13. French journalist harassed in China, press card denied

French journalist, Ursula Gauthier, who was the China correspondent for French magazine, Le Nouvel Observateur (L’Obs), was harassed following an article she published in November 2015, regarding alleged human rights violations in Xinjiang. Following the article, on November 20, the Global Times published an editorial which said that Gauthier, was ‘seriously distorting the reality of Xinjing’, ‘bias’ and ‘lost the basis of common sense’ following an article she published on November 18.

Following the editorial, Gauthier received widespread criticism and harassment on social media.

She was forced the meet with government officials, who demanded an official apology. Gauthier refused to apologise and in late-December the government announced that her press card would not be renewed.

On December 31, Gauthier left China.

Read more here and in the 2015 China Press Freedom Report.
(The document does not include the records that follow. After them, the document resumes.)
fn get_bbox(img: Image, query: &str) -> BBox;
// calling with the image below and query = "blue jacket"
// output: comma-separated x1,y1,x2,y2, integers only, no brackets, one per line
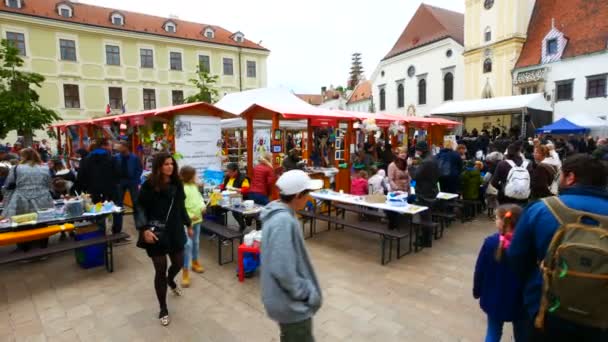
474,233,525,322
115,153,143,185
507,186,608,318
436,148,462,178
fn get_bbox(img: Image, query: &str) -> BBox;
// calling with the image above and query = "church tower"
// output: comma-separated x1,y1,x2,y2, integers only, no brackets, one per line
463,0,535,99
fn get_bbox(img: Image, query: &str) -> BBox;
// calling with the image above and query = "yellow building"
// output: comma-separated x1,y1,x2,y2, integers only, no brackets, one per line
0,0,269,124
463,0,534,100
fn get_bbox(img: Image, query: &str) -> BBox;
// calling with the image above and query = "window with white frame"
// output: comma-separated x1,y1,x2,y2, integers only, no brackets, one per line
143,89,156,110
204,27,215,39
140,48,153,68
164,21,177,33
6,32,26,56
58,4,73,18
111,13,124,26
109,87,123,110
223,58,234,75
246,61,256,78
233,32,244,43
63,84,80,108
484,27,492,42
169,52,182,71
105,45,120,65
199,55,210,73
59,39,77,61
6,0,22,9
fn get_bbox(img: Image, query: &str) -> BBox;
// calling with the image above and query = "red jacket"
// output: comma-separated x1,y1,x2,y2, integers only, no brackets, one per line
249,163,275,196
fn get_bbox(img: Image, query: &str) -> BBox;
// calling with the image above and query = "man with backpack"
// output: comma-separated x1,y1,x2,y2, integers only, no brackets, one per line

14. Indonesia denies visa to foreign journalist

Indonesia refused to issue a media visa to a French journalist who produced a documentary about alleged state-sponsored human rights abuses in the easternmost Papuan provinces. Cyril Payen, a Bangkok-based reporter for France 24 television, received notice of the denial from Indonesia’s Ministry of Foreign Affairs, which did not give a reason. Payen spent a week reporting in Papua in July, two months after President Joko Widodo announced that his government would allow foreign journalists unrestricted access to the region. It is home to a low-level secessionist movement and one of the world’s largest gold and copper mines.